Of course, legislation alone does not automatically create change. Chico State is fortunate that many heroic women have fought for women’s rights to equality in collegiate sports. It’s a tremendous sign of progress that women today come to Chico State without realizing there was a time when they couldn’t compete on a level playing field. Today, led by athletic director Anita Barker (a hero in her own right), 155 women student-athletes compete as Wildcats in seven NCAA sports.

That’s what makes this 50th anniversary so significant. It provides our younger student-athletes an opportunity to honor the heroes in Chico State history. There are too many to list, but three names that every Chico State student-athlete should know are:

  • Joan Wallace, the head softball coach at Chico State for 25 years. Because Joan was a believer in promoting sporting opportunities for women, in 1992 the Women’s Sports Foundation honored her with the Northern California National Girls and Women’s Sports Day Title IX Pioneer Award.
  • Fran Coslet, our legendary women’s basketball coach who started the modern-day women’s basketball program in 1969. In 20 years of guiding the program, her teams won eight conference championships and she was named conference coach of the year three times.
  • Betty Lou Raker, who was chair of the Chico State physical education department from 1963–68. She was a pioneer for Northern California facilities development for girls in sports and greatly expanded women’s sports opportunities at Chico State.

While we celebrate 50 years of Title IX, there is still much more work to be done to move the needle toward equality for women, BIPOC, LGBTQ+, and other vulnerable and underserved populations over the next 50 years.

Recently, the US Department of Education proposed important amendments to Title IX. I encourage all of you to review these proposed changes. Some I think will have the most immediate impact are:

  • Expanding the scope of protections against discrimination based on sex to include discrimination based on sexual orientation and gender identity—a potentially historic gain for LGBTQ+ students.
  • Clarifying the types of accommodations students can access due to pregnancy, miscarriage, or abortion. This is important because pregnant students and those with children are often discouraged from and discriminated against when trying to continue their education.
  • Providing clear processes and expectations to help schools meet Title IX obligations to eliminate sex discrimination in their programs and activities.
  • Creating more transparency and consistency in how Title IX is applied to enhance its power to protect students.

The Department’s proposed Title IX regulations will be open for public comment for 60 days once published in the upcoming weeks.
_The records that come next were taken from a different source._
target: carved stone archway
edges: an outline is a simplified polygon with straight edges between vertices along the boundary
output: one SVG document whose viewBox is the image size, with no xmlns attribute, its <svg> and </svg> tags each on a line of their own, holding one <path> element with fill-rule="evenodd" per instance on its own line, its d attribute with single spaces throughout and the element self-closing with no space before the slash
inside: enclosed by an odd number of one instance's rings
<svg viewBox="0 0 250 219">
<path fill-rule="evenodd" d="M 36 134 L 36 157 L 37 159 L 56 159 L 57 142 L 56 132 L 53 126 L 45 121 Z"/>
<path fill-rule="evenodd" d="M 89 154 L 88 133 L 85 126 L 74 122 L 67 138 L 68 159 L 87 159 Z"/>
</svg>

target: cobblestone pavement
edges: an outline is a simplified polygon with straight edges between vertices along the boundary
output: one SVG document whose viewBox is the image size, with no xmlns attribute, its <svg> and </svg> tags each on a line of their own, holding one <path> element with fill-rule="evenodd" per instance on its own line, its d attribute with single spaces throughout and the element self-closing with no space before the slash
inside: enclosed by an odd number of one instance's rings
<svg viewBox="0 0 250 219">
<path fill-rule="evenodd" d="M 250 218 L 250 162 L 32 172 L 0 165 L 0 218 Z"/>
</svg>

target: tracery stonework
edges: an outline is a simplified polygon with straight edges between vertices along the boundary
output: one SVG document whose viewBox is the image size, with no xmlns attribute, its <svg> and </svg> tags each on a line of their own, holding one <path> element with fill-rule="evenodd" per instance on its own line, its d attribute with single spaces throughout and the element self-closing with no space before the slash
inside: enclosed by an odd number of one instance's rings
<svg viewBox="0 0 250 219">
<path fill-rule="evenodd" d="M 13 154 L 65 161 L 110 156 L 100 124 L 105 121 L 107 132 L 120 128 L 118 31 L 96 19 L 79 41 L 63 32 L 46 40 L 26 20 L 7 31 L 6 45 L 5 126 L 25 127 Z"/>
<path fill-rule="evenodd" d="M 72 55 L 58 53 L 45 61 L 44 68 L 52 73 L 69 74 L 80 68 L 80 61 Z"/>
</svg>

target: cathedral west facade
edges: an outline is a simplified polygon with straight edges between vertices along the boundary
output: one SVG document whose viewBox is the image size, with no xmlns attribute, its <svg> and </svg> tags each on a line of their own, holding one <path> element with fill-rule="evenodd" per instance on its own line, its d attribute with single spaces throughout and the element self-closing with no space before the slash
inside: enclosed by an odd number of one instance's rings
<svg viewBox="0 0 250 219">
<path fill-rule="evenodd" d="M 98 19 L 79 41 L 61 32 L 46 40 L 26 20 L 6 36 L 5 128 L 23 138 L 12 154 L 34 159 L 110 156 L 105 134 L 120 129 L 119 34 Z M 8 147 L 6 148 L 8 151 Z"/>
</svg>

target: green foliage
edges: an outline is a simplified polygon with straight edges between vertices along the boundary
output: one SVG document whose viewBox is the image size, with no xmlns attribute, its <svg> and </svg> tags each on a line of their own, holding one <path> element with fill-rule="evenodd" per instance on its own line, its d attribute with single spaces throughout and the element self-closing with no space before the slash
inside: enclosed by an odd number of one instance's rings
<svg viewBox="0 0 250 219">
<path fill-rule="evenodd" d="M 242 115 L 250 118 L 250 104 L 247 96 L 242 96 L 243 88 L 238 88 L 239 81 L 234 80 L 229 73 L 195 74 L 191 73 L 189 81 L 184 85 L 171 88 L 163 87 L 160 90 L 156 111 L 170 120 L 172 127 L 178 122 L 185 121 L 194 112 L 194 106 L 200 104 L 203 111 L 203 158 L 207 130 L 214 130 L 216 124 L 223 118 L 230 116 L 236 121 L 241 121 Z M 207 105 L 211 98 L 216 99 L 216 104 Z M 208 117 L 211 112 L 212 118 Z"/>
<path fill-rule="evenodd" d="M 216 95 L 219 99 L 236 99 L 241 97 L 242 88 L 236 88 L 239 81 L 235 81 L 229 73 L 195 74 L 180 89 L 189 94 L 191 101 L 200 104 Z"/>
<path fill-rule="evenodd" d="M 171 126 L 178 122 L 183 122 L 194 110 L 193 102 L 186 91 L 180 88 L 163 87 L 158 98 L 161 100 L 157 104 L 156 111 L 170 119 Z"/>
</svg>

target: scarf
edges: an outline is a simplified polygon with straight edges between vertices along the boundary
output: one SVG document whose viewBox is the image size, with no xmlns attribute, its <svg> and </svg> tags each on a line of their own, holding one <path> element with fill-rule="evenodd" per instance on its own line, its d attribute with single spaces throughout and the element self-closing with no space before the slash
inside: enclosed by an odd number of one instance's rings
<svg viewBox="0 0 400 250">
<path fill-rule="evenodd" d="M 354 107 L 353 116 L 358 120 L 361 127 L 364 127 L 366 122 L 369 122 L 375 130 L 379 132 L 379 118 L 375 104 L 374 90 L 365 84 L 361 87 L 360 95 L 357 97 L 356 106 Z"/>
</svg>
I encourage everyone to review the proposed improvements and participate in the process.

Meanwhile, we will continue to implement the tenets of Title IX at Chico State. Not only will we continue to build inclusive and safe communities of excellence, we will do so while maintaining a lens of equity, diversity, and inclusion for all people, especially those from historically underserved communities.

To that end, I will be participating in an American Council on Education Title IX Panel discussion on Wednesday, July 13. During this online discussion, we’ll celebrate 50 years of Title IX and discuss how to prepare for the future. I’d be honored if you’d attend.